AUTHOR=Ruan Yuwen , Chen Xiang , Zhang Xu , Chen Xun TITLE=Principal component analysis of photoplethysmography signals for improved gesture recognition JOURNAL=Frontiers in Neuroscience VOLUME=16 YEAR=2022 URL=https://www.frontiersin.org/journals/neuroscience/articles/10.3389/fnins.2022.1047070 DOI=10.3389/fnins.2022.1047070 ISSN=1662-453X ABSTRACT=

In recent years, researchers have begun to introduce photoplethysmography (PPG) signal into the field of gesture recognition to achieve human-computer interaction on wearable device. Unlike the signals used for traditional neural interface such as electromyography (EMG) and electroencephalograph (EEG), PPG signals are readily available in current commercial wearable devices, which makes it possible to realize practical gesture-based human-computer interaction applications.
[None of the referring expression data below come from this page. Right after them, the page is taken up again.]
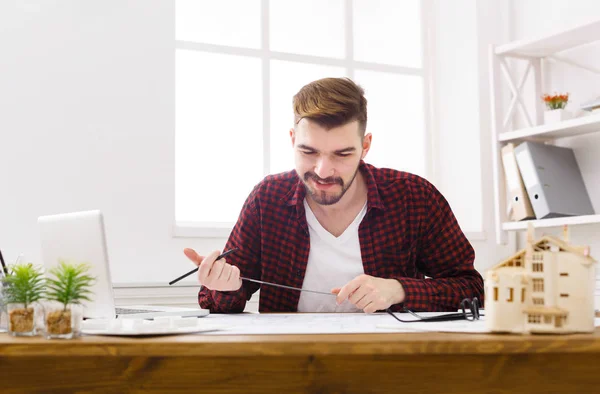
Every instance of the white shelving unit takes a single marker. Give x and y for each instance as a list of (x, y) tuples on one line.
[(533, 51)]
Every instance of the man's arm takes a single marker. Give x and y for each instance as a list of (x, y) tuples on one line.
[(245, 236), (445, 255)]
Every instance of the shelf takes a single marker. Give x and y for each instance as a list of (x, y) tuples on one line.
[(556, 222), (567, 128), (552, 43)]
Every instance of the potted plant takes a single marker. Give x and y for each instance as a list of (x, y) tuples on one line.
[(23, 287), (555, 108), (66, 289)]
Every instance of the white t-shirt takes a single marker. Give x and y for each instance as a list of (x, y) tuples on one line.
[(332, 262)]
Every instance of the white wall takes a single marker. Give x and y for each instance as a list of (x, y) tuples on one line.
[(463, 170), (87, 122)]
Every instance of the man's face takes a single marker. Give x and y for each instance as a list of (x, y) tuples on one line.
[(327, 160)]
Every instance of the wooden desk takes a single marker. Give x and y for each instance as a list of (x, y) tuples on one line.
[(374, 363)]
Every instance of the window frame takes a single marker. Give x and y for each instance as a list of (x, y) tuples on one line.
[(186, 229)]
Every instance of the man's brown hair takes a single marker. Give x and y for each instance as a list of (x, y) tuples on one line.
[(332, 102)]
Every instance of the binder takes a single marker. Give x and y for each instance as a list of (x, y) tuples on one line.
[(520, 206), (553, 180)]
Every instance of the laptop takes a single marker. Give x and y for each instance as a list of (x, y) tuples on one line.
[(79, 237)]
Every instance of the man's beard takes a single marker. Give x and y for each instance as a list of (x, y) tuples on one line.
[(322, 197)]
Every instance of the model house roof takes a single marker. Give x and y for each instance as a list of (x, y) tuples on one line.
[(518, 259)]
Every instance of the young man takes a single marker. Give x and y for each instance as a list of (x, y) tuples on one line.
[(335, 224)]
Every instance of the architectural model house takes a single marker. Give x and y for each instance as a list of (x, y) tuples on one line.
[(548, 287)]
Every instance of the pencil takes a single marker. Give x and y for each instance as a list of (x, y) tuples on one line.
[(196, 269)]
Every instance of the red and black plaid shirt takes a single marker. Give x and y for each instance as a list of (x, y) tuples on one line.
[(408, 232)]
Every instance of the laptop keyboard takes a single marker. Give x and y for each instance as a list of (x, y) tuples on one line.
[(128, 311)]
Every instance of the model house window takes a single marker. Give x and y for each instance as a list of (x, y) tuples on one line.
[(239, 62), (558, 321), (534, 318)]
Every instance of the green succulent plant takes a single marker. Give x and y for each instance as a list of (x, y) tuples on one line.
[(70, 285), (24, 284)]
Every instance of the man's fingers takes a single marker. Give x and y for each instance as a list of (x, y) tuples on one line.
[(193, 256), (358, 297), (347, 289), (206, 266), (216, 272)]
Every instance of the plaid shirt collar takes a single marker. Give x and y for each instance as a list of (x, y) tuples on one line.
[(295, 197)]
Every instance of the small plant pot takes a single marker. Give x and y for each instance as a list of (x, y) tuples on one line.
[(62, 322), (556, 116), (21, 320)]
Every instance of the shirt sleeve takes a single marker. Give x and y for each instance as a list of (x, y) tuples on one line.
[(245, 236), (445, 256)]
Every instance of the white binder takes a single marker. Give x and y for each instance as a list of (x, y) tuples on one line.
[(553, 180), (520, 206)]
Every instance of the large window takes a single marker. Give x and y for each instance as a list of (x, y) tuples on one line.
[(238, 64)]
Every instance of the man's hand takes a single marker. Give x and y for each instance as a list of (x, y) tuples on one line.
[(370, 293), (215, 275)]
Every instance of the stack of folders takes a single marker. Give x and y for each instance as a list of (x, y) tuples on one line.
[(544, 181)]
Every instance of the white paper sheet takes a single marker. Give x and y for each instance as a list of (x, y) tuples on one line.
[(336, 323), (329, 323)]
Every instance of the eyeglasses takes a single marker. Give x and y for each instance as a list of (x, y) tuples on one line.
[(469, 311)]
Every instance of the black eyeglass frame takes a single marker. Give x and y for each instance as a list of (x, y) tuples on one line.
[(469, 311)]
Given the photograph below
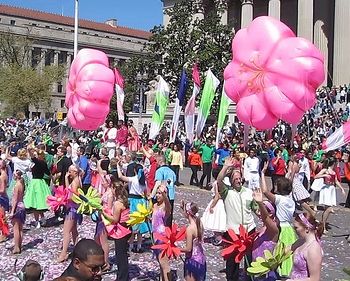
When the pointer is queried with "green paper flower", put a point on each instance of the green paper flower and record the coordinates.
(88, 202)
(261, 266)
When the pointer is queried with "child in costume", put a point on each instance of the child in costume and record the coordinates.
(285, 206)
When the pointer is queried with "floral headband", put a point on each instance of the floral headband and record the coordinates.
(189, 211)
(306, 222)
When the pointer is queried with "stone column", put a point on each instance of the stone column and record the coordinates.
(341, 66)
(247, 13)
(275, 9)
(42, 58)
(305, 19)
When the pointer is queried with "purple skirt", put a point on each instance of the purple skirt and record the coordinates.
(4, 202)
(20, 213)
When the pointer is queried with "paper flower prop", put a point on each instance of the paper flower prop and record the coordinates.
(59, 199)
(116, 231)
(273, 74)
(168, 240)
(88, 202)
(89, 90)
(238, 244)
(142, 214)
(4, 227)
(270, 262)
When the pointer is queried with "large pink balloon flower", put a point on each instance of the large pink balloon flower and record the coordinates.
(273, 74)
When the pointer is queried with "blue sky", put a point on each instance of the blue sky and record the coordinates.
(140, 14)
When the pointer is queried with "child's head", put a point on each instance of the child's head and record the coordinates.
(284, 186)
(32, 271)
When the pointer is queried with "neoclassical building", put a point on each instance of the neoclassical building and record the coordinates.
(324, 22)
(53, 42)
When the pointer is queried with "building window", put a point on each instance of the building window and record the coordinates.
(62, 57)
(59, 88)
(49, 57)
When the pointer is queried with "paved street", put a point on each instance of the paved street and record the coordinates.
(43, 245)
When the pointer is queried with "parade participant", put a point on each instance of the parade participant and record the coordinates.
(279, 166)
(195, 266)
(73, 182)
(285, 210)
(37, 190)
(299, 192)
(328, 196)
(110, 136)
(137, 190)
(195, 162)
(107, 201)
(207, 152)
(161, 211)
(239, 206)
(268, 234)
(20, 163)
(307, 251)
(4, 200)
(60, 168)
(120, 209)
(83, 164)
(165, 174)
(122, 135)
(251, 169)
(18, 212)
(214, 216)
(176, 163)
(134, 143)
(87, 261)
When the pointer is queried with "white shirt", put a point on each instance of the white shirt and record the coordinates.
(304, 167)
(285, 208)
(238, 208)
(251, 165)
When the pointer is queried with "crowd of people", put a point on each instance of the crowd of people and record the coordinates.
(128, 169)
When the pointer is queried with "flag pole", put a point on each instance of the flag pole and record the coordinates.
(76, 27)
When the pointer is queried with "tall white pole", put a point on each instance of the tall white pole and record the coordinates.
(76, 28)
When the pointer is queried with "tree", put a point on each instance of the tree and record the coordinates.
(21, 84)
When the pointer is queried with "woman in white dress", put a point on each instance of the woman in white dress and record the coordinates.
(299, 192)
(328, 195)
(214, 217)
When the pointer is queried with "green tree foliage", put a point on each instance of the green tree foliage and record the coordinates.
(21, 84)
(185, 40)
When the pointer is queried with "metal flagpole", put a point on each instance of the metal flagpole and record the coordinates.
(76, 28)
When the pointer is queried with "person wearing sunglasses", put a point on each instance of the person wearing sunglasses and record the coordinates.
(87, 261)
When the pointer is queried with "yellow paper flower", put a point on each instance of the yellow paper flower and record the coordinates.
(141, 215)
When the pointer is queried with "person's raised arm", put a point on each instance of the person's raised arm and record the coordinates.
(269, 195)
(120, 175)
(228, 163)
(265, 216)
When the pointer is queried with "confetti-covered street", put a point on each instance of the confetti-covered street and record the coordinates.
(43, 245)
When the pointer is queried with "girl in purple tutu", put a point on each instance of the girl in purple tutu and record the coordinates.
(18, 212)
(195, 267)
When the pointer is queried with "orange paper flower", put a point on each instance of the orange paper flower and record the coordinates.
(238, 244)
(167, 241)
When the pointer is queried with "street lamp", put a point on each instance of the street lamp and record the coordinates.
(141, 87)
(76, 28)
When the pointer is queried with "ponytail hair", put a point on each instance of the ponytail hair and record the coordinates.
(311, 223)
(140, 174)
(192, 210)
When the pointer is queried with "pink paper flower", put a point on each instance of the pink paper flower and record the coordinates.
(59, 199)
(273, 74)
(89, 90)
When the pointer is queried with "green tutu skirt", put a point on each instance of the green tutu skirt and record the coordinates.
(36, 194)
(288, 237)
(12, 184)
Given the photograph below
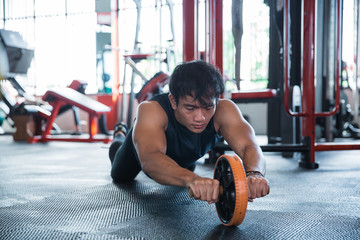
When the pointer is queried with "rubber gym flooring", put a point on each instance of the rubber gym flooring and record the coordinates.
(62, 190)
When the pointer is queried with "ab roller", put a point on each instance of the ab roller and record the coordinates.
(233, 190)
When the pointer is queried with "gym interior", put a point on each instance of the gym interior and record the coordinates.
(71, 69)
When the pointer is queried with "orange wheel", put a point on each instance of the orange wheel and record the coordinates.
(232, 204)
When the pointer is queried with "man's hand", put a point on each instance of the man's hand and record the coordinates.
(205, 189)
(258, 186)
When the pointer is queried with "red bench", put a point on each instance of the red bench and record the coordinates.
(67, 96)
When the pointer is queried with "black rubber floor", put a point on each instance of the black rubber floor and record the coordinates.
(64, 191)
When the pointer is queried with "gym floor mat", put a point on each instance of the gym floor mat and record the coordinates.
(66, 193)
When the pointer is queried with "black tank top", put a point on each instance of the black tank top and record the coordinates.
(184, 146)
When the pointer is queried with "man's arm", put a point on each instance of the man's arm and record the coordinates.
(150, 143)
(241, 138)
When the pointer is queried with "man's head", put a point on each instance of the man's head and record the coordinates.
(197, 79)
(195, 88)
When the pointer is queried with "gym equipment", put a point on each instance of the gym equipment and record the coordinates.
(233, 191)
(152, 87)
(63, 96)
(18, 54)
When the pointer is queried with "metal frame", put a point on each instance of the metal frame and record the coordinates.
(308, 113)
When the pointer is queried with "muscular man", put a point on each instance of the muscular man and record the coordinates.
(172, 131)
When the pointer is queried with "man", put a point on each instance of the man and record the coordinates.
(172, 131)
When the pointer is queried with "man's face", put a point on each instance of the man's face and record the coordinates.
(190, 113)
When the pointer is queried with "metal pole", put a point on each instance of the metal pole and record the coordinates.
(357, 63)
(308, 95)
(190, 30)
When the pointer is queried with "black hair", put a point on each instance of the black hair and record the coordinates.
(198, 79)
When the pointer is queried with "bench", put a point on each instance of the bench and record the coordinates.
(67, 96)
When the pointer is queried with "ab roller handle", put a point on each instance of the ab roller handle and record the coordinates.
(233, 190)
(221, 192)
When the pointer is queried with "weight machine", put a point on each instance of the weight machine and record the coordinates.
(307, 144)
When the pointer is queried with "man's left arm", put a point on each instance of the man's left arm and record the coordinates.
(241, 138)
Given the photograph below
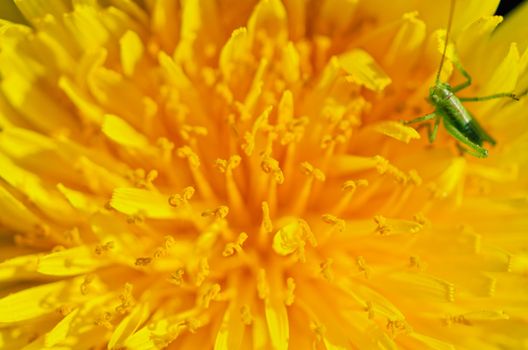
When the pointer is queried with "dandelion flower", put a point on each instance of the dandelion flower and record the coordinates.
(235, 175)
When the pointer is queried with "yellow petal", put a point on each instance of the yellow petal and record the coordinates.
(505, 75)
(363, 70)
(15, 214)
(429, 342)
(132, 201)
(69, 262)
(19, 268)
(397, 131)
(61, 330)
(122, 133)
(36, 301)
(79, 200)
(269, 16)
(128, 326)
(231, 330)
(278, 325)
(131, 52)
(30, 185)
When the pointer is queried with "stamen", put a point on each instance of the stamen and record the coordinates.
(176, 278)
(199, 178)
(236, 247)
(177, 200)
(236, 201)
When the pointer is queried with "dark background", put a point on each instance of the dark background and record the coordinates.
(507, 5)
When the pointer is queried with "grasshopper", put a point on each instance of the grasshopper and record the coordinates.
(457, 120)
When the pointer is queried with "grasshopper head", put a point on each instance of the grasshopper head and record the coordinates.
(439, 92)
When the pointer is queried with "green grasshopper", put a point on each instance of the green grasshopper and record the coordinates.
(448, 107)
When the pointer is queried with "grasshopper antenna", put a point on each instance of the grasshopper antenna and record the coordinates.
(449, 22)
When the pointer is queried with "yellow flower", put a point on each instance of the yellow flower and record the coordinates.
(234, 175)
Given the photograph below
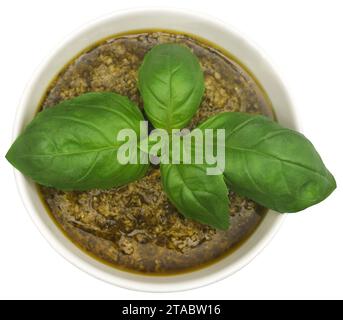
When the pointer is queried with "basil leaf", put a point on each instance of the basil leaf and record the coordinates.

In the process of gesture execution, the signal collected by PPG sensor usually contains a lot of noise irrelevant to gesture pattern and not conducive to gesture recognition. Toward improving gesture recognition performance based on PPG signals, the main contribution of this study is that it explores the feasibility of using principal component analysis (PCA) decomposition algorithm to separate gesture pattern-related signals from noise, and then proposes a PPG signal processing scheme based on normalization and reconstruction of principal components. For 14 wrist and finger-related gestures, PPG data of three wavelengths of light (green, red, and infrared) are collected from 14 subjects in four motion states (sitting, walking, jogging, and running). The gesture recognition is carried out with Support Vector Machine (SVM) classifier and K-Nearest Neighbor (KNN) classifier. The experimental results verify that PCA decomposition can effectively separate gesture-pattern-related signals from irrelevant noise, and the proposed PCA-based PPG processing scheme can improve the average accuracies of gesture recognition by 2.35∼9.19%. In particular, the improvement is found to be more evident for finger-related (improved by 6.25∼12.13%) than wrist-related gestures (improved by 1.93∼5.25%). This study provides a novel idea for implementing high-precision PPG gesture recognition technology.